Packendes Thrillerdebüt mit viel Psychothrilleranteil
Isa, glücklich verheiratet mit dem Kinderarzt Mark und Mutter des vier Monate alten Sohns Ben, erlebt den Albtraum schlechthin.
Sie bringt nur kurz Wäsche in die Waschküche im Keller und als sie zurück ...
Isa, glücklich verheiratet mit dem Kinderarzt Mark und Mutter des vier Monate alten Sohns Ben, erlebt den Albtraum schlechthin.
Sie bringt nur kurz Wäsche in die Waschküche im Keller und als sie zurück kommt, ist ihr Baby von seiner Krabbeldecke verschwunden.

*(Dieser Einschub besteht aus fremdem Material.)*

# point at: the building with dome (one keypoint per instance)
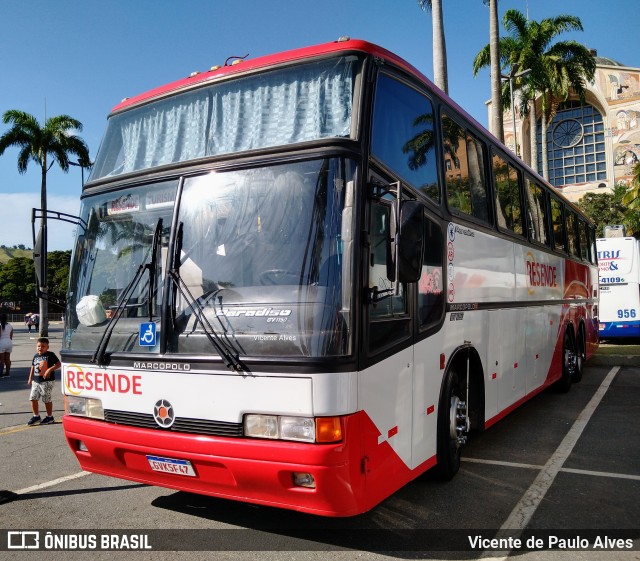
(590, 147)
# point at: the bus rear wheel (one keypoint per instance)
(569, 363)
(581, 356)
(452, 427)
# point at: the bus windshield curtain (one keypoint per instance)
(277, 108)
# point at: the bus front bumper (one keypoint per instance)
(251, 470)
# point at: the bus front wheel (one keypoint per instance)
(452, 427)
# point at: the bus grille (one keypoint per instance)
(189, 426)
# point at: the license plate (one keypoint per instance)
(169, 465)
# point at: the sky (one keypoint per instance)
(82, 57)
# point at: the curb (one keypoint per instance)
(614, 360)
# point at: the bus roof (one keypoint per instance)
(241, 66)
(342, 45)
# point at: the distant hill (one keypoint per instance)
(7, 253)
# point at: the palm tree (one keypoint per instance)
(569, 65)
(497, 126)
(555, 68)
(632, 196)
(440, 76)
(55, 140)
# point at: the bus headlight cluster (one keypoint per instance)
(302, 429)
(85, 407)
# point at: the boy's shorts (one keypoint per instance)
(41, 390)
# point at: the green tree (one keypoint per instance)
(632, 196)
(440, 74)
(53, 142)
(17, 282)
(58, 263)
(555, 68)
(609, 208)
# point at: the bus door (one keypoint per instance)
(385, 385)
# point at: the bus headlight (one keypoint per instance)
(302, 429)
(85, 407)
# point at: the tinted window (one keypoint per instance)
(403, 137)
(572, 237)
(536, 212)
(508, 206)
(466, 182)
(557, 221)
(430, 285)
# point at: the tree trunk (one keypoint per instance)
(44, 304)
(439, 47)
(497, 125)
(533, 130)
(543, 131)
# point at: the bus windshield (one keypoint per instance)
(261, 257)
(283, 106)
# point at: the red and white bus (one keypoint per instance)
(305, 278)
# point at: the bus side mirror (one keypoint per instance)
(407, 243)
(411, 242)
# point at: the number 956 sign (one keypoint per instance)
(626, 314)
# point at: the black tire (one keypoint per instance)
(581, 356)
(448, 445)
(563, 385)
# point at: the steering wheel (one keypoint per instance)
(278, 276)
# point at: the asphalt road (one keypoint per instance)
(561, 467)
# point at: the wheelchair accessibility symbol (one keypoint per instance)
(147, 335)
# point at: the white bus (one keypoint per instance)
(619, 271)
(305, 278)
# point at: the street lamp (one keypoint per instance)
(514, 74)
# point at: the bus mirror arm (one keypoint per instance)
(407, 244)
(375, 295)
(229, 356)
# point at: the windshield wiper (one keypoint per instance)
(98, 356)
(226, 351)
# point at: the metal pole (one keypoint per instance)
(513, 115)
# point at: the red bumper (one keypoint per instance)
(251, 470)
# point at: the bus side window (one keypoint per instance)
(572, 237)
(403, 138)
(557, 221)
(466, 184)
(507, 187)
(536, 212)
(388, 317)
(430, 285)
(584, 242)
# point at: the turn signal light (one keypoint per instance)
(328, 429)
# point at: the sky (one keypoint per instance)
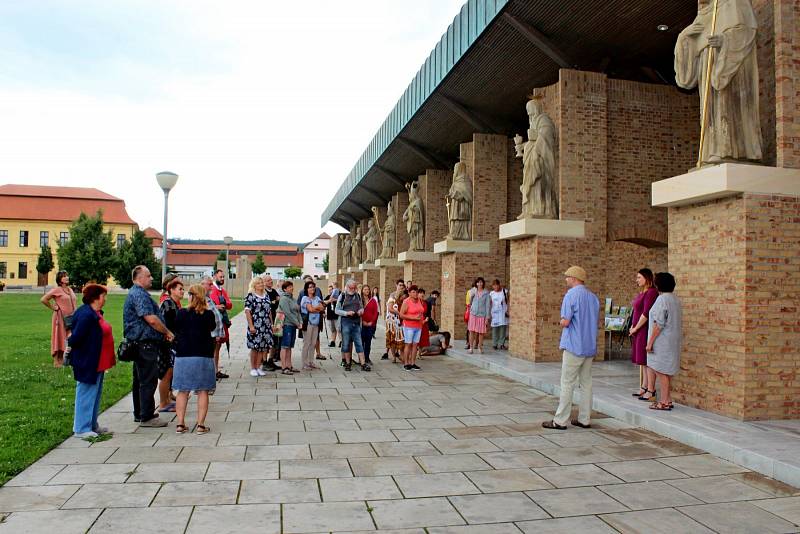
(261, 107)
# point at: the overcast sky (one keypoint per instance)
(262, 107)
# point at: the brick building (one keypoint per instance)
(605, 76)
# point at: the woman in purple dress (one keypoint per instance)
(638, 332)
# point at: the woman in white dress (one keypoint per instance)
(664, 338)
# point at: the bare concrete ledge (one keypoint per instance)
(417, 255)
(720, 181)
(449, 246)
(771, 448)
(387, 262)
(542, 227)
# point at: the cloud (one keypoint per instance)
(262, 108)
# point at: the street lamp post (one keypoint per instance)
(227, 240)
(166, 181)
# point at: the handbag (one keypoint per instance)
(127, 351)
(277, 326)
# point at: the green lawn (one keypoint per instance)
(37, 400)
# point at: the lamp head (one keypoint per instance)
(166, 180)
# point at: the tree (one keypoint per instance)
(88, 256)
(258, 266)
(137, 251)
(292, 272)
(45, 262)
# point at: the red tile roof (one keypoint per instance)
(37, 202)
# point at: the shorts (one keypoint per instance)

Die Polizei wird eingeschaltet und beginnt zu ermitteln, Spuren zu suchen und versucht alles ihr Mögliche, um den kleinen Ben zu finden, leider erfolglos. Mark nimmt seine Arbeit wieder auf aber Isa ist gefangen in Verzweiflung, Schuldgefühlen und der Ungewissheit, was mit ihrem Kind geschehen sein mag. Eine Lösegeldforderung oder ähnliches geht nicht ein.
Mehr als ein halbes Jahr später taucht der kleine Ben plötzlich genau so mysteriös wieder auf, wie er seinerzeit verschwand. Auch die Polizei steht vor einem Rätsel.
Isa ist völlig im Überschwang der Gefühle und glücklich, ihr Kind zurück zu haben. Doch nach einiger Zeit kommen ihr Zweifel. Ist das wirklich ihr Kind? Hatten die Augen und die Haare des Kindes nicht eine andere Farbe? Auch innerlich und emotional spürt sie plötzlich keine Verbindung mehr und die Zweifel werden immer größer. Ihr Mann hat auf alle Fragen eine Antwort, geht aber immer mehr auf Distanz zu ihr und die Ehe wird auf eine harte Probe gestellt.
Nachdem ich seinerzeit so viele begeisterte Rezensionen zu diesem Thriller gelesen habe, griff ich nun auch endlich zu diesem Buch.
Zusätzlich hat mich gereizt, dass die Autorin, die damit ihr Debüt vorgelegt hat, hier in meiner Nähe studiert hat und auch noch lebt.
Die Handlung hatte mich ganz schnell gepackt, denn man ist gleich mitten drin in der Geschichte und die Spannung steigt immer weiter. Zwischendrin hat man mal kurz Zeit zum durchatmen aber dann geht es temporeich weiter. So entstand für mich ein Sog beim Lesen, der mich in kurzer Zeit durch die Seiten fliegen ließ.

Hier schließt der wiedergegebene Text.